The community can now view photographs and films, and listen to audio stories put together by the residents who share their lives and experiences of journeying to find secure housing for themselves and their families.
The project, called Journey to Social Housing, battles the stigma and negative perceptions of how social housing tenants are seen.
Mary, a 67-year-old Hawkesbury resident has been living in a Wentworth house in South Windsor for 18 years, is among the tenants who help us understand - through the project - that having access to housing should be a universal right.
"I don't live in the street, I live in my house," said Mary.
"The Department (of housing) offered me a brand new place in a street even worse than the street I was leaving and I said no to that, then they offered me the place that I'm in now, and that was 18 years ago. And I wasn't happy, but I knew that I would have to wait much longer because then I'd be put on the bottom of the list."

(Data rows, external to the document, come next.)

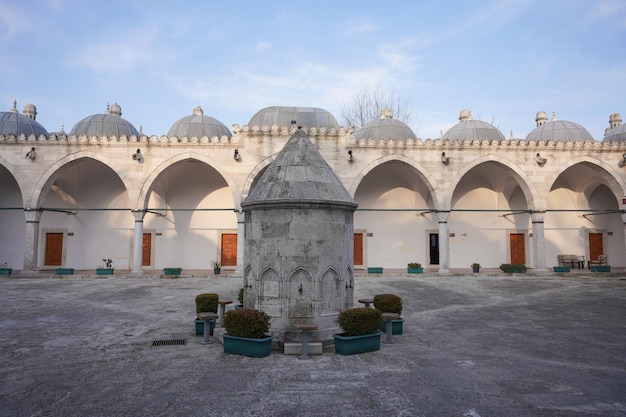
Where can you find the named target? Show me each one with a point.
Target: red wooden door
(54, 249)
(358, 249)
(518, 251)
(146, 249)
(229, 249)
(595, 246)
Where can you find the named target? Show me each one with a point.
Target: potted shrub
(205, 303)
(246, 333)
(239, 299)
(513, 268)
(172, 271)
(217, 267)
(4, 270)
(390, 303)
(414, 268)
(107, 269)
(360, 331)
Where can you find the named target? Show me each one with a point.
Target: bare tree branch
(368, 104)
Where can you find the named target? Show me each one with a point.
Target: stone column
(241, 230)
(444, 243)
(31, 249)
(538, 241)
(138, 241)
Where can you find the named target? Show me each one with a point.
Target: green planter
(600, 268)
(351, 345)
(245, 346)
(200, 327)
(396, 326)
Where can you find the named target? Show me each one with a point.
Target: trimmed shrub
(388, 303)
(247, 322)
(207, 303)
(359, 321)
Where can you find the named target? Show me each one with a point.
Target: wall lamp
(539, 160)
(32, 154)
(137, 156)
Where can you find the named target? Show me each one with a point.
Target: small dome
(198, 125)
(616, 135)
(562, 130)
(14, 123)
(284, 116)
(470, 129)
(110, 123)
(385, 127)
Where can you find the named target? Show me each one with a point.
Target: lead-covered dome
(14, 123)
(198, 125)
(470, 129)
(109, 123)
(386, 127)
(299, 116)
(557, 130)
(616, 133)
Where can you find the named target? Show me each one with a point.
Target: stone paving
(473, 345)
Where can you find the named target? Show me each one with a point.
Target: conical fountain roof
(299, 176)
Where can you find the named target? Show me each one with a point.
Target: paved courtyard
(478, 346)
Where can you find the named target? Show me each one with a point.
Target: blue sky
(505, 60)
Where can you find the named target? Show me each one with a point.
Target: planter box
(245, 346)
(200, 327)
(600, 268)
(351, 345)
(396, 326)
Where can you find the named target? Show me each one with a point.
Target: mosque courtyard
(489, 344)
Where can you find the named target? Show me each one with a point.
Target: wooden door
(518, 251)
(54, 249)
(358, 249)
(229, 249)
(595, 246)
(146, 250)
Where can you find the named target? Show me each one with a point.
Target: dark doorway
(433, 245)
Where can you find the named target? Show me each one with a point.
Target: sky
(505, 60)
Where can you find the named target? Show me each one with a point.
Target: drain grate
(170, 342)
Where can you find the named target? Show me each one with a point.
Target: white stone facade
(443, 203)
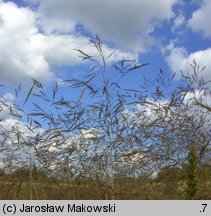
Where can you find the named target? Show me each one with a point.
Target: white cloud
(178, 22)
(199, 21)
(179, 59)
(125, 22)
(28, 53)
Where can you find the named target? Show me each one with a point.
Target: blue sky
(39, 37)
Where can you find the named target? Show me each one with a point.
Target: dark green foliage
(192, 174)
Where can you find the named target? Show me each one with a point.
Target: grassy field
(27, 186)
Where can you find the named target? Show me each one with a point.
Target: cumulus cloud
(126, 22)
(28, 53)
(199, 19)
(179, 59)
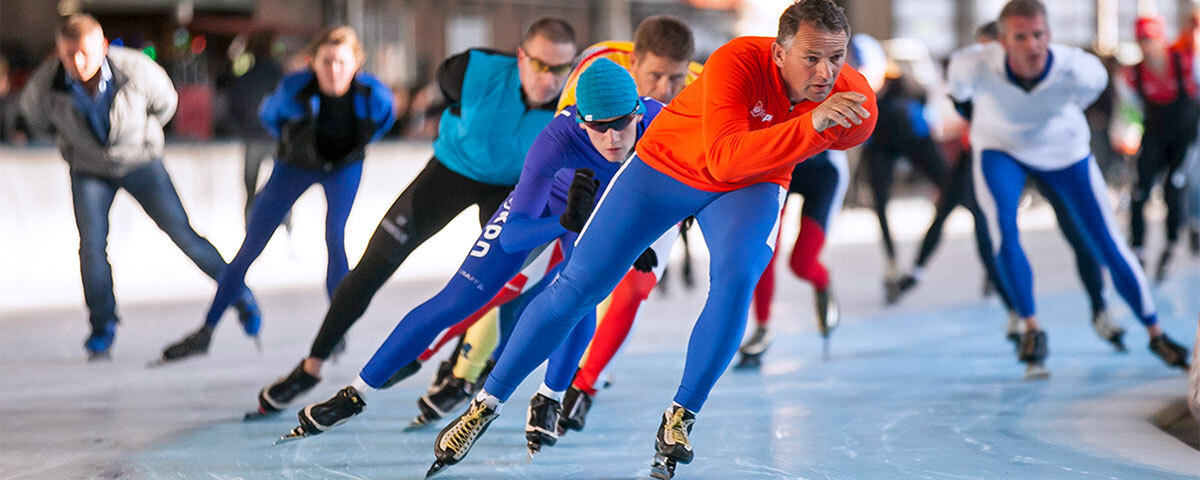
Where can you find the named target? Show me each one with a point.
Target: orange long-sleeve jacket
(735, 126)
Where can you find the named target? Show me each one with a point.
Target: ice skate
(754, 348)
(438, 401)
(197, 343)
(541, 423)
(318, 418)
(456, 439)
(1108, 330)
(1171, 353)
(100, 343)
(576, 405)
(1032, 352)
(672, 443)
(1013, 329)
(277, 395)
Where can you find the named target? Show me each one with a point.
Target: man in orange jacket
(721, 151)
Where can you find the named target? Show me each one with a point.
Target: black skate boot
(456, 439)
(197, 343)
(276, 396)
(541, 423)
(1032, 352)
(1108, 330)
(672, 443)
(754, 348)
(576, 405)
(318, 418)
(1171, 353)
(405, 372)
(438, 401)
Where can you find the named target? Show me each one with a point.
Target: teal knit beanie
(606, 90)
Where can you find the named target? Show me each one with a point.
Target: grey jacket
(143, 102)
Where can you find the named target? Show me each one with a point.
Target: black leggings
(1159, 154)
(881, 165)
(421, 210)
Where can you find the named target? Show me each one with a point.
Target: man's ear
(778, 53)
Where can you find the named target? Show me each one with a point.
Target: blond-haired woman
(323, 118)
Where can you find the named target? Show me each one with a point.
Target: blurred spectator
(1165, 85)
(246, 94)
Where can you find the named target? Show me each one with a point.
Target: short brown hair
(823, 15)
(337, 36)
(664, 36)
(553, 29)
(1024, 9)
(77, 27)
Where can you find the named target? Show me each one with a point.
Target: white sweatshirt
(1044, 129)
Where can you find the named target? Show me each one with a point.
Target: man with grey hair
(1027, 120)
(723, 151)
(106, 107)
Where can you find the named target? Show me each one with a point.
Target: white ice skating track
(925, 390)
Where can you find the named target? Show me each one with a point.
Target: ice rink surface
(928, 389)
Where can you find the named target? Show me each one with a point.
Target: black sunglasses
(617, 124)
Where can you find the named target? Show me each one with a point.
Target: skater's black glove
(580, 199)
(647, 262)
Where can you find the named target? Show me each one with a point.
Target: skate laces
(463, 433)
(675, 432)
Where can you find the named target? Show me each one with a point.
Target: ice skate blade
(294, 435)
(663, 468)
(99, 357)
(159, 363)
(438, 466)
(532, 449)
(1036, 372)
(749, 363)
(1117, 345)
(259, 414)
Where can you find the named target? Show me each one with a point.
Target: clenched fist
(843, 108)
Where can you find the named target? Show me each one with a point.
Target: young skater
(568, 167)
(721, 151)
(498, 105)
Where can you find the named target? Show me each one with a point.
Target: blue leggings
(563, 364)
(641, 203)
(999, 181)
(485, 270)
(271, 205)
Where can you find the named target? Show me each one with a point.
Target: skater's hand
(647, 262)
(841, 109)
(580, 199)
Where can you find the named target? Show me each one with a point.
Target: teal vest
(489, 138)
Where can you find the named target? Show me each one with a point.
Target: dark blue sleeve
(381, 108)
(529, 225)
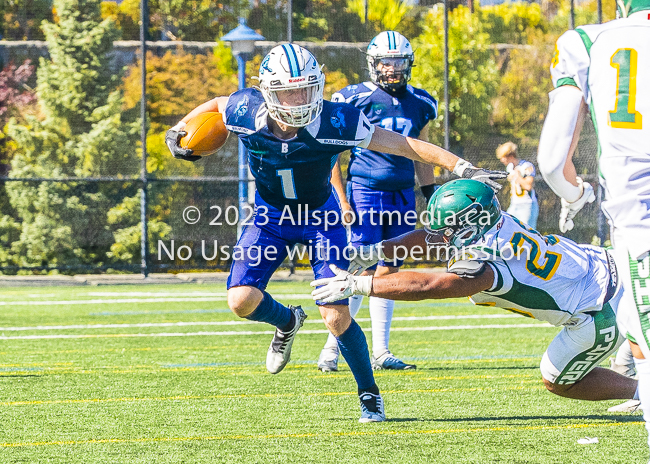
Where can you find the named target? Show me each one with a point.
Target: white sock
(643, 372)
(381, 314)
(624, 355)
(355, 305)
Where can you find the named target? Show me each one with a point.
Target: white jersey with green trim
(610, 63)
(549, 278)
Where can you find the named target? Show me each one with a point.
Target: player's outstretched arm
(410, 244)
(406, 286)
(176, 133)
(391, 142)
(557, 144)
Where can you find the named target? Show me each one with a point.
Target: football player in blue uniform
(380, 185)
(293, 139)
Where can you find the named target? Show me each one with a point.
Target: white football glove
(467, 170)
(569, 210)
(342, 285)
(365, 257)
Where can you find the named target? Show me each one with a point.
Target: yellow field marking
(248, 396)
(224, 370)
(317, 435)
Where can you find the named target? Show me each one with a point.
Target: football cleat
(279, 352)
(628, 370)
(629, 406)
(328, 361)
(372, 408)
(389, 361)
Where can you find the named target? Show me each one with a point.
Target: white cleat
(389, 362)
(328, 361)
(279, 352)
(372, 408)
(628, 370)
(629, 406)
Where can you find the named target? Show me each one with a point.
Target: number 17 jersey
(610, 64)
(405, 113)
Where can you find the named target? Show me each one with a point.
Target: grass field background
(141, 374)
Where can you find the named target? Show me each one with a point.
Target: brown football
(206, 133)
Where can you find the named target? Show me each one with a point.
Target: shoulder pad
(423, 95)
(467, 268)
(242, 110)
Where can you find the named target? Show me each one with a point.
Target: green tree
(199, 20)
(21, 19)
(83, 131)
(512, 23)
(473, 74)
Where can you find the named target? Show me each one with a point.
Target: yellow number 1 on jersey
(624, 115)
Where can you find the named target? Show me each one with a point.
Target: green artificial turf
(205, 396)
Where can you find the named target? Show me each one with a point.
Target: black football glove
(172, 138)
(486, 176)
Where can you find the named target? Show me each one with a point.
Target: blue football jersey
(406, 113)
(296, 171)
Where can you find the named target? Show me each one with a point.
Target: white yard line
(215, 297)
(199, 323)
(271, 332)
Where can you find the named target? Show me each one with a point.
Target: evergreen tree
(82, 132)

Mary said she had her "ups and downs" with community housing, but she was finally happy where she was living.
"It's hard for people in public or community housing at times to get work. Sometimes they don't have a car, transport's not available. If I didn't have a car I'd find it quite difficult to do what I'm doing. Public transport in this area is shocking," she said.

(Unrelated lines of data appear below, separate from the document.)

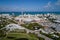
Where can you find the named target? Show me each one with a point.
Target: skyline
(30, 5)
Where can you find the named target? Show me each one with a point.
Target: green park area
(21, 36)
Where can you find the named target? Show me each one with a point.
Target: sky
(30, 5)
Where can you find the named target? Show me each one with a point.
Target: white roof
(13, 26)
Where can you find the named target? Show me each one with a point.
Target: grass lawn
(14, 36)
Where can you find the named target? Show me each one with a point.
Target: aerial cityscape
(29, 19)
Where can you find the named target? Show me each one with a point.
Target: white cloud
(48, 5)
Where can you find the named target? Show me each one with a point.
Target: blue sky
(30, 5)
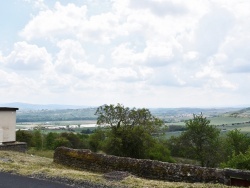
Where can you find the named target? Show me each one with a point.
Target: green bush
(240, 161)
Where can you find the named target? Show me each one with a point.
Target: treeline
(56, 115)
(137, 133)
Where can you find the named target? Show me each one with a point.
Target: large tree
(131, 131)
(201, 140)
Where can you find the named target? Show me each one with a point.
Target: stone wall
(86, 160)
(15, 146)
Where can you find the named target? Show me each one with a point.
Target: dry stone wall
(86, 160)
(15, 146)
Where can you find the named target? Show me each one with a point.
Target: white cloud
(28, 57)
(159, 51)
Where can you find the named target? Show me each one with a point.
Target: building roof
(8, 109)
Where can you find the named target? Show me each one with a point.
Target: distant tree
(37, 140)
(50, 140)
(24, 136)
(201, 140)
(240, 161)
(237, 142)
(96, 139)
(131, 130)
(62, 141)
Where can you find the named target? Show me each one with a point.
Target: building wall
(7, 126)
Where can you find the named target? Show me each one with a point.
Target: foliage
(38, 140)
(240, 161)
(200, 142)
(25, 136)
(117, 116)
(237, 142)
(131, 132)
(50, 140)
(96, 139)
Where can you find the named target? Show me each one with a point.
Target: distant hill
(240, 113)
(27, 106)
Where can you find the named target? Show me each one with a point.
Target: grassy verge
(35, 166)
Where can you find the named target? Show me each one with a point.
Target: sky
(140, 53)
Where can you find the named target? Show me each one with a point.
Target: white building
(7, 124)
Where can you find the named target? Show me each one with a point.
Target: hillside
(56, 115)
(46, 113)
(44, 168)
(243, 113)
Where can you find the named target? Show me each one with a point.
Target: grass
(32, 165)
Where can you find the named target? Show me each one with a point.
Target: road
(14, 181)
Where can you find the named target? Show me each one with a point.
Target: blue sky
(151, 53)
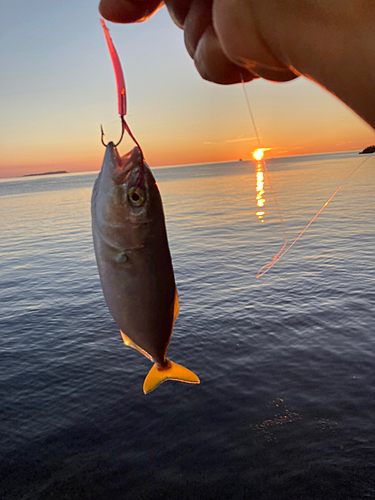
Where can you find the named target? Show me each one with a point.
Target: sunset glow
(258, 154)
(177, 117)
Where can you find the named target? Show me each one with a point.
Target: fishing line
(264, 269)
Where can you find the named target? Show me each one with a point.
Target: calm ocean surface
(286, 405)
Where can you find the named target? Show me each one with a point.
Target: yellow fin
(176, 306)
(172, 371)
(132, 344)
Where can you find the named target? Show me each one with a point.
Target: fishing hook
(123, 125)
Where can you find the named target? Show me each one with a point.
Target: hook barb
(123, 126)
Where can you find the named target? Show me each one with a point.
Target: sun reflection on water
(259, 191)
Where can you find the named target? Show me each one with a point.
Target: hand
(215, 56)
(329, 41)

Mary does volunteer work with the Wentworth Tenancy Advocacy Group.
She also does volunteering for the Women's Cottage in Richmond which she has done "for the past 25 years and they usually get me to do some sewing voluntarily because I've been a sewer since I was 12 years old, I taught myself," she said.
"For people who live in community and public housing, a bit like me, you are always walking around with a bit of a stigma," she said.
Mary said being part of the Wentworth Tenancy Advocacy Group was "helpful to find out what other people thought" about living in social housing.
She learnt she could apply for rent assistance and now she receives help to pay her rent.
"It drew my interest, because I thought I should inform myself," she said.
"Rather than being negative, it empowers me to make my life more comfortable."
She said being part of the group opened-up the opportunity to be part of the Journey to Social Housing project and attend Wentworth Community Housing's annual general meeting at the Hawkesbury Leisure and Learning Centre at Richmond this month, where the Journey exhibition was displayed.